A little history on black hair
The concept of "good hair" is something we've all heard about and it has influenced how many of us view our natural hair. From a young age, we have been told that our hair wasn't good enough, that our curls needed to be tamed, smoothed, or changed to fit in with what society deemed acceptable.
But this wasn't always the case. In pre colonial times, black hair was associated with personal identity and belonging. The way in which you style your hair and the hairstyle you chose was a way to tell the world who you were. From mothers to daughters to soldiers, everyone had a particular style that represented the group or tribe that they were a part of. So, hair was much more than a symbol of beauty, it represented identity. However, when the slave trade began, all of that changed. Eurocentric beauty standards were enforced rigorously and black traits were deemed inferior. Black hair became a source of shame rather than pride.
This set the stage for the negative perceptions and stereotypes surrounding curly and coily hair that still influence society today. And as movements advocating for black liberation emerged, the topic of hair naturally took center stage. As a symbol of pride in their black heritage and resistance, people began proudly wearing their afros in public.
How Hair Trauma still affects black people today
Unfortunately, even today, black hair remains highly politicized, and individuals with curly and coily hair still feel compelled to conform to European beauty standards. We continue to hear that the natural hair growing from our scalps is too much, too big, and unsuitable for certain environments. Our hair remains a tool used to oppress us in various ways.

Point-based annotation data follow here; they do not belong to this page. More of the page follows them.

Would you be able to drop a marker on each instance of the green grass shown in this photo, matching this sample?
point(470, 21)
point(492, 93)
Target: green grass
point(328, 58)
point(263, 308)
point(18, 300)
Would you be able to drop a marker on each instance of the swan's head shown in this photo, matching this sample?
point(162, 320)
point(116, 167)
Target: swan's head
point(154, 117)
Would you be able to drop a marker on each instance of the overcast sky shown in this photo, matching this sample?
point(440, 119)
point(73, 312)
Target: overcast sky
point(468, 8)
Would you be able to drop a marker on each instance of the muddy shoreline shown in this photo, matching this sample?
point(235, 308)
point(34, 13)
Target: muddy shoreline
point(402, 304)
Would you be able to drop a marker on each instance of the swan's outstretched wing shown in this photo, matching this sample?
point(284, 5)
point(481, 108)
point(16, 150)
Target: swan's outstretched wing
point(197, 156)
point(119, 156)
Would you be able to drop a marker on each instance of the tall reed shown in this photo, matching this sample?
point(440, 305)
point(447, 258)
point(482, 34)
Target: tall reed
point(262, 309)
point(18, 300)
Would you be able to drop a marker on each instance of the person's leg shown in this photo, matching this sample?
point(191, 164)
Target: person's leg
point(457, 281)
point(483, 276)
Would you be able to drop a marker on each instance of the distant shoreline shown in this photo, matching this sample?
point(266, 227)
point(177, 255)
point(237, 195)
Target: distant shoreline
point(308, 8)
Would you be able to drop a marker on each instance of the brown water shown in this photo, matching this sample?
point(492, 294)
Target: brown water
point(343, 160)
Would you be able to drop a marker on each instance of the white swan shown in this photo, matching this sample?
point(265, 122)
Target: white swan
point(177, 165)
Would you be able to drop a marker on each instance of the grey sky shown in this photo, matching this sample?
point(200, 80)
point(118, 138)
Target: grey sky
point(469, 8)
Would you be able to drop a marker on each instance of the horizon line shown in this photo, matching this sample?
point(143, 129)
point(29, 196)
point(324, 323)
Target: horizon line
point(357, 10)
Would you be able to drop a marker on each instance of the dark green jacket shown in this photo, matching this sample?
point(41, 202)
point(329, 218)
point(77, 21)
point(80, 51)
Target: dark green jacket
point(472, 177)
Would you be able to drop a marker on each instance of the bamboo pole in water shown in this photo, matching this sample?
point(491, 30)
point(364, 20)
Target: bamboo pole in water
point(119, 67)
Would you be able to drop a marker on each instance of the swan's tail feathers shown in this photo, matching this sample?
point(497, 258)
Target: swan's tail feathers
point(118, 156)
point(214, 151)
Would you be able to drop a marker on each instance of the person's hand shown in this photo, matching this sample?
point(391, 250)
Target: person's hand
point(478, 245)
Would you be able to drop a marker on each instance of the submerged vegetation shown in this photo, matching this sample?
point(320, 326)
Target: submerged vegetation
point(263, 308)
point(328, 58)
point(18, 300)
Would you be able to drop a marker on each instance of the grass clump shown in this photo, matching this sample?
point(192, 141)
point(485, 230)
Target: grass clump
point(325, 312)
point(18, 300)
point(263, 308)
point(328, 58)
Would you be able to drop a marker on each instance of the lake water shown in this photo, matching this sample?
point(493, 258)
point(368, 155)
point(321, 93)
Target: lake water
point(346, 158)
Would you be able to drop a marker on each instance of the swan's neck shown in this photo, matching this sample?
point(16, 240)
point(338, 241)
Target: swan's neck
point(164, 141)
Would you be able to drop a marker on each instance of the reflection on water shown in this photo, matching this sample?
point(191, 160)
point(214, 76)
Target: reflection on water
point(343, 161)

Take the story of Chastity Jones for instance. In 2010, she received a job offer from a company called Catastrophe Management Solutions, but with one condition: she had to cut off her locs. Allegedly, the person hiring Jones told her while referring to her hair “They tend to get messy”. Appalled, Jones refused to cut her hair, resulting in the withdrawal of her job offer. Five years later, Lettia McNickle, a hostess working for Madison’s Grill in downtown Montreal, was sent home when she showed up to work with braids in her hair. Allegedly, she had already worked several shifts before her boss decided to confont her about her hair in front of the customers.
Three years later, the story of Faith Fennidy, a young black girl, gained national attention after a video went viral of her being expelled from Christ the King Elementary School in Louisiana because of her braids. And that is just the beginning. Many black people continue to be discriminated against both in the academic and professional settings due to their hair being considered too distracting or unprofessional.
From Hair Trauma to Hair Glory
Despite the challenges we've faced, we continue to rise above and have created numerous spaces and movements to celebrate our crowns and heritage. One such movement is the natural hair community. Through this community, we've shared stories, tips, and experiences, committing to learning how to care for our beautiful crowns.
There's also a growing recognition of the importance of representation in the media. More and more, black actors, singers, and celebrities proudly showcase their gorgeous natural curls in movies, TV shows, and advertisements. This increased visibility not only challenges traditional beauty standards but also celebrates the diversity and beauty of black hair.
These initiatives serve as a reminder of our strength, beauty and resilience. And, by wearing our crown with pride and refusing to let society dictate our worth, we're rewriting the narrative of what it means to have "good hair." We're creating our own standards of beauty, one curl at a time.
Because here's the truth: “good hair” comes in all shapes, sizes and textures. And embracing and celebrating diverse hair textures is not only an act of self-love and empowerment but it's the first step on the journey from hair trauma to hair glory.